Point of note is that transistors are used in all three cases (flash memory, RAM and the CPU), but the voltage levels for 1's can be different in each case. The voltage level is part of the design of the flash/RAM/CPU. (For example, when designing a CPU, choosing a voltage level is a tradeoff between performance (higher voltage implies faster clock speeds) and power consumption (higher voltage drains the battery more)).

If you're asking when the 0's and 1's became voltage levels, the answer is that they were created as voltage levels in the first place. At the physical level, the 1's and 0's are always voltage levels. When you compiled your code, the code generated by the compiler was represented as voltage levels in the CPU, then was written to RAM, which again was in voltage levels, and then written to the SSD of your MacBook Air, which again is in voltage levels.

1 comments

   "At the physical level, the 1's and 0's are always voltage levels."
Let me throw you a curve ball: When we're dealing with DIGITAL logic, we're dealing with DISCRETE (and finite) values of SOMETHING - and it doesn't have to always be voltages.

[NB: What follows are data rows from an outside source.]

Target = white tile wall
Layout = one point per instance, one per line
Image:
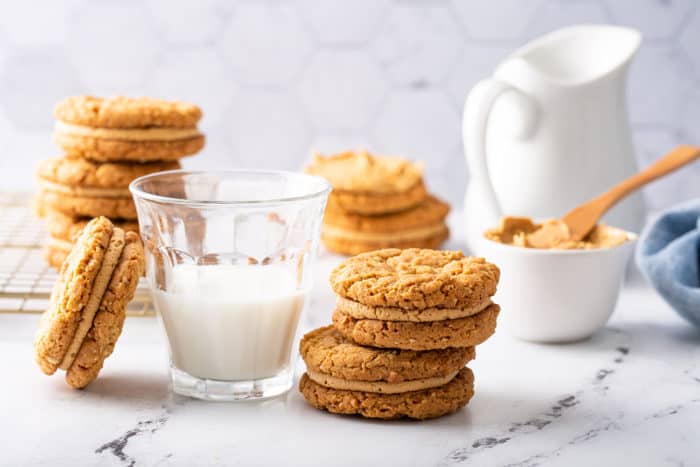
(280, 78)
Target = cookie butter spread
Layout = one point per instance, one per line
(362, 171)
(552, 234)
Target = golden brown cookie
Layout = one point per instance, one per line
(98, 277)
(127, 129)
(327, 351)
(127, 112)
(415, 279)
(56, 252)
(349, 247)
(422, 404)
(368, 184)
(422, 226)
(71, 294)
(105, 150)
(370, 204)
(79, 203)
(86, 173)
(67, 228)
(460, 332)
(109, 319)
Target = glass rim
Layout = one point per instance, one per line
(138, 192)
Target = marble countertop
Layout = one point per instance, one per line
(628, 396)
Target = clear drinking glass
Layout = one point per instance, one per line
(229, 258)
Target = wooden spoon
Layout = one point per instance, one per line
(583, 218)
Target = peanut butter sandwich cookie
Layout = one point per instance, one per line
(88, 302)
(346, 378)
(83, 188)
(123, 128)
(415, 299)
(367, 184)
(64, 230)
(420, 227)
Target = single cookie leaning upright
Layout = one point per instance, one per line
(64, 230)
(346, 378)
(422, 226)
(83, 188)
(123, 128)
(367, 184)
(88, 302)
(416, 299)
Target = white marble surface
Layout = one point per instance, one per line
(628, 396)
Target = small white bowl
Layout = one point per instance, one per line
(557, 295)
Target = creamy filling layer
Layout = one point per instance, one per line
(109, 262)
(60, 244)
(381, 387)
(89, 192)
(410, 234)
(129, 134)
(359, 311)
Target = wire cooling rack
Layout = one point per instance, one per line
(25, 278)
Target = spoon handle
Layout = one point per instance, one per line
(675, 159)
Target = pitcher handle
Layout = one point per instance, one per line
(477, 110)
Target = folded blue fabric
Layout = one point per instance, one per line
(669, 256)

Just to wet your appetite, take a look at "Current-mode circuits". These are circuits whose logic values are represented by discrete current levels, not voltage levels. And by the way, this has Nothing to do with Ohm's Law.

Another example can be taken from digital communications. We have discrete finite levels for: amplitude, frequency, and phase. And I'm probably missing another component that can also be quantized, but it's been many years since I took that class.

Yes, I remember now: Duty Cycle, as used in Pulse Position Modulation and Pulse Width Modulation. These types of modulation are commonly discretized and used in digital communications. Also very common in analog systems.

You mean they don't always have to be "voltages". Agreed. I only wanted to emphasize that at the physical level, they are not discrete. In this case, they happen to be represented as voltage drops.
Agreed.

I wish more people would take the time to look at the classic CMOS inverter: Looking at the VIn vs. VOut graph, it is overwhelmingly obvious that the word "digital" refers only to a higher level of abstraction for circuits that, in reality, are analog. (And more to the point, these SAME circuits are used as amplifiers in a typical analog design.)

Good luck explaining this to a CS major.

That's funny. I am really a CS guy. Just happened to work for a semiconductor company for a few years after college.